Adiabaticity in a time-dependent trap: a universal limit for the loss by touching the continuum

TL;DR

This paper investigates the universal limit of the probability for a bound state to remain in a time-dependent trap as it approaches and leaves the continuum threshold, with implications for cold atoms and wave guides.

Contribution

It introduces a universal limit for the survival probability of a bound state in a slowly varying trap near the continuum threshold, linking it to the approach dynamics.

Findings

The survival probability tends to a universal limit in the adiabatic regime.

The limit depends only on how the bound state approaches and leaves the threshold.
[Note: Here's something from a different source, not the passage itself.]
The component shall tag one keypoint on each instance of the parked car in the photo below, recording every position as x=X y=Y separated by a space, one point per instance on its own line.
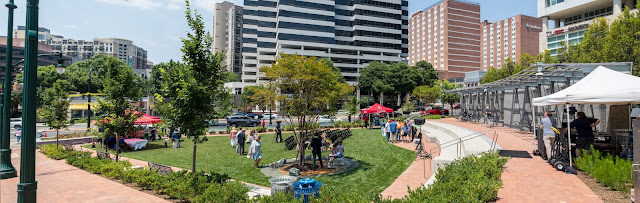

Numerical analysis confirms the universality across various trapping potentials.

Abstract

We consider a time dependent trap externally manipulated in such a way that one of its bound states is brought into an instant contact with the continuum threshold, and then down again. It is shown that, in the limit of slow evolution, the probability to remain in the bound state, $P^{stay}$ tends to a universal limit, and is determined only by the manner in which the adiabatic bound state approaches and leaves the threshold. The task of evaluating the $P^{stay}$ in the adiabatic limit can be reduced to studying the loss from a zero range well, and is performed numerically. Various types of trapping potentials are considered. Applications of the theory to cold atoms in traps, and to propagation of traversal modes in tapered wave guides are proposed.